I schedule some face-to-face appointments for later in the week when I hope to feel better. What is an office for? Is it really a place to do your most focused work?

My workplace functions as an office with large desks, a small resource library with books, magazines and videos and, with some dragging of furniture, a cramped meeting space.

We keep regular hours in the McMaster Student Centre, Monday to Friday, 10 a.m. to 4:30 p.m. Sometimes the office closes for an hour for a staff lunch.

Does productivity or inspiration happen during those five to six hours? Are we overvaluing time spent at a large desk over the ninja world of mobility? No, and I think so, respectively.

Not many people are signing out books or even videos from our collection these days. Could it be that streaming and podcasts and a host of on-demand online resources are in practically everyone's pocket? Why trek through the snow and cold to the student centre to search for a DVD — flash drives are replacing optical drives, making the future of DVDs a question of obsolescence anyway — when you can stream that same documentary in the coffee shop, a co-working space or even the bus on your laptop or phone?

Libraries have adjusted to the new realities, creating space for collaboration, recording studios with editing software, movie sets with green screens for video production, signing out everything from camcorders and microphones to bicycle helmets. Books? They still have them, but expectations are evolving.

Sari Feldman, president-elect of the American Library Association, sums it up with her observation that "in the future libraries will be less about what we have for people and more about what we do for people."

Why cling to outdated modes of filing?

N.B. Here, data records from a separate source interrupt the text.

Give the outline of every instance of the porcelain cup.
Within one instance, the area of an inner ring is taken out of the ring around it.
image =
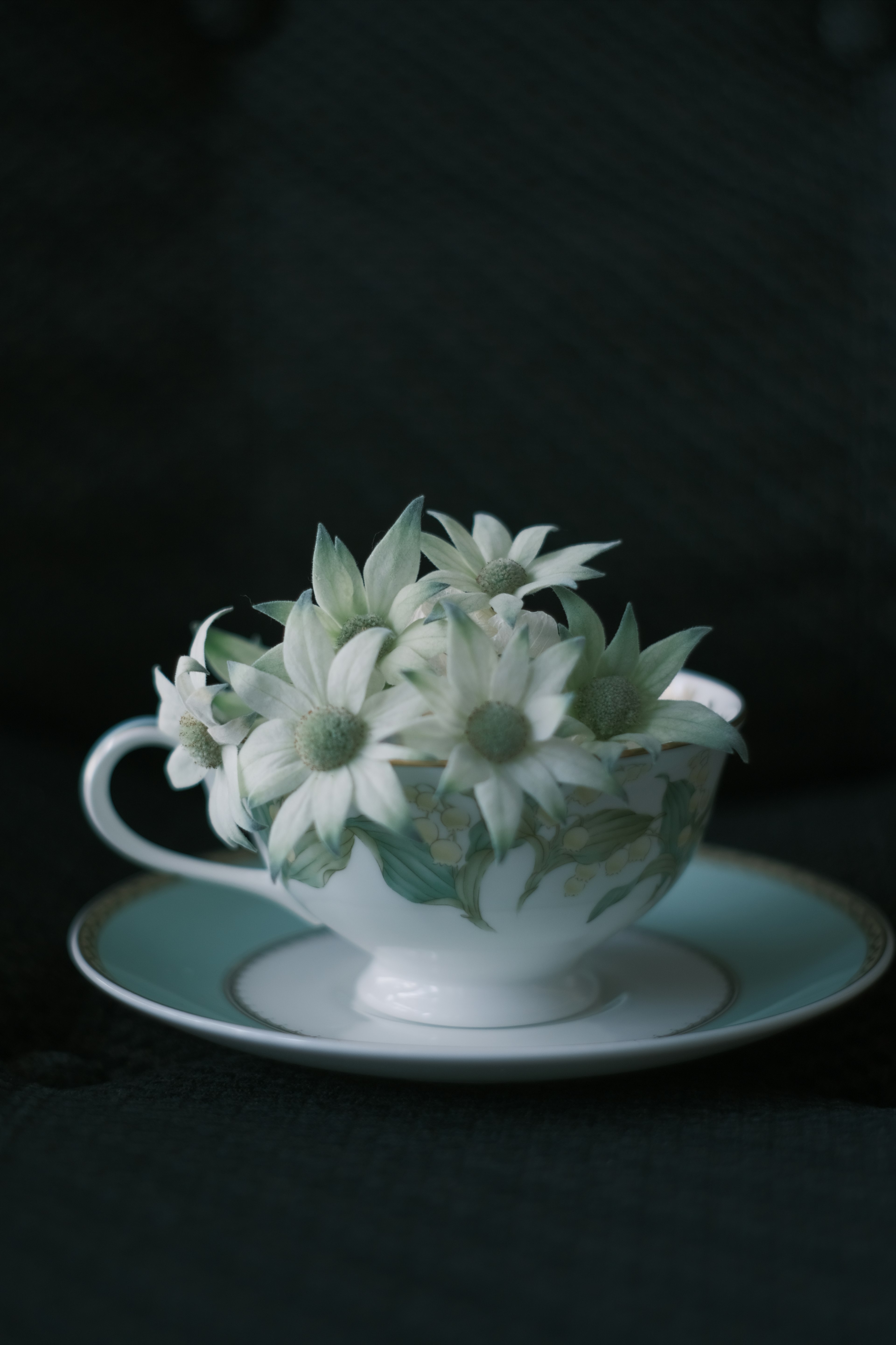
[[[728,686],[682,671],[666,695],[743,716]],[[599,995],[588,954],[672,888],[707,826],[723,752],[664,748],[619,763],[622,795],[567,787],[557,824],[527,803],[514,847],[494,862],[469,795],[438,798],[441,767],[396,767],[415,837],[351,818],[334,857],[309,833],[283,880],[153,845],[116,812],[109,781],[137,746],[171,746],[152,718],[129,720],[85,763],[82,800],[111,849],[148,869],[242,888],[322,924],[369,954],[355,990],[365,1013],[454,1028],[549,1022]],[[265,833],[257,834],[262,858]]]

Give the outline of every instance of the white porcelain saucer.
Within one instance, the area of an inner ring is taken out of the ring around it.
[[[75,966],[116,999],[296,1064],[431,1080],[563,1079],[755,1041],[868,989],[893,933],[811,874],[704,849],[643,920],[591,955],[598,1005],[533,1028],[434,1028],[359,1011],[365,954],[234,888],[145,876],[74,921]]]

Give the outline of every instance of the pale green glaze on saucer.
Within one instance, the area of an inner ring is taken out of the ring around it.
[[[359,1013],[351,991],[364,954],[212,884],[122,884],[74,923],[71,952],[116,998],[244,1050],[360,1073],[544,1079],[672,1064],[802,1022],[876,981],[892,932],[823,880],[704,850],[660,905],[596,951],[606,991],[594,1010],[502,1029]]]

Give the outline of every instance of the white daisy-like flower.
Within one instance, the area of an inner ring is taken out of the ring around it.
[[[563,693],[583,642],[555,644],[529,658],[529,631],[514,631],[504,654],[453,603],[447,671],[406,672],[431,710],[402,733],[402,741],[447,759],[438,792],[473,790],[500,861],[531,795],[562,822],[567,806],[559,781],[615,790],[606,768],[575,742],[553,736],[572,699]],[[250,740],[251,741],[251,740]]]
[[[697,701],[664,699],[674,675],[711,627],[695,625],[641,650],[631,604],[619,629],[606,643],[603,623],[584,599],[556,589],[570,621],[570,635],[582,640],[582,654],[567,687],[575,693],[563,733],[613,764],[626,746],[656,756],[664,742],[737,752],[747,760],[747,744],[720,714]]]
[[[249,736],[239,764],[250,808],[283,800],[269,838],[274,874],[312,824],[333,854],[355,812],[396,831],[410,829],[390,761],[412,753],[384,740],[419,714],[419,698],[410,686],[367,694],[388,633],[361,631],[334,654],[306,589],[283,632],[289,682],[244,663],[228,664],[234,690],[269,721]]]
[[[363,576],[345,543],[339,537],[333,541],[322,523],[317,529],[312,584],[320,619],[337,652],[361,631],[388,632],[376,664],[380,685],[399,682],[404,668],[426,667],[445,650],[443,623],[415,616],[422,603],[445,588],[429,574],[416,578],[422,510],[420,495],[373,547]]]
[[[426,578],[441,580],[455,589],[457,597],[445,596],[451,596],[465,612],[490,605],[509,625],[516,623],[527,593],[537,593],[555,584],[576,588],[579,580],[600,578],[602,572],[590,569],[584,562],[619,545],[583,542],[539,555],[548,533],[556,533],[551,523],[527,527],[513,538],[504,523],[490,514],[476,514],[470,534],[447,514],[429,512],[439,521],[454,545],[431,533],[420,534],[420,550],[437,566]]]
[[[215,713],[215,697],[226,691],[226,683],[208,685],[203,662],[208,628],[216,617],[231,608],[214,612],[196,631],[189,655],[177,660],[173,683],[161,668],[153,670],[159,693],[159,728],[176,744],[165,761],[165,775],[173,790],[189,790],[204,784],[208,791],[208,820],[226,846],[238,845],[251,850],[251,842],[240,826],[251,823],[243,812],[239,798],[239,769],[236,746],[243,741],[255,716],[239,716],[220,721]]]

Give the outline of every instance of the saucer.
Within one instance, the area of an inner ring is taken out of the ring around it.
[[[893,932],[862,897],[770,859],[704,847],[638,924],[588,956],[600,998],[528,1028],[435,1028],[353,1003],[367,955],[235,888],[146,874],[75,919],[78,970],[122,1003],[239,1050],[400,1079],[500,1081],[693,1060],[866,990]]]

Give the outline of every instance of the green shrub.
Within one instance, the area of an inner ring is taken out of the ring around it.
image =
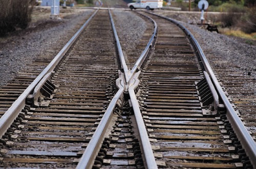
[[[0,0],[0,36],[5,36],[16,27],[26,29],[31,20],[33,0]]]

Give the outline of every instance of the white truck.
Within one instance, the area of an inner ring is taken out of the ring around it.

I have a dedicated team of volunteers working on our history archive. They have consigned drawers full of paper documents — stretching back into the 1970s — to the recycling bin of history. Instead, they scan documents and put them online. Now searchable on a blog, valuable for research or for sharing on social media. That grey filing cabinet taking up a corner in our small office just became obsolete. Everything is now stored in the cloud, safe from the ravages of time, mould, dust and neglect.

I'm not arguing that technology should replace the office or that I want to stay home on the couch every day, but technology can transform how we use the real estate formerly called "office" — creating more versatile space for a wider range of activity.

I used to prepare weekly event listings to send to email subscribers, copying and pasting text, adding hyperlinks to a table of contents, it took hours each week. Now it's all done by an invisible script running behind the scenes on our website.

With new free time I've started hosting weekly drop-in sessions with free coffee and tea for volunteers. We create a small space for idea exchanges, using old technology such as sitting in a circle, writing notes on a whiteboard, telling stories, listening, making connections. Desks are just in the way.

It works because technology creates opportunity. Turn on, tune in and pass the tissues.

Randy Kay has been OPIRG McMaster’s co-ordinator of volunteers since 1998 and remembers nervously sending his very first email from the work computer and worrying about what might happen. Now he tries to keep up with the plugged-in students in a variety of software environments.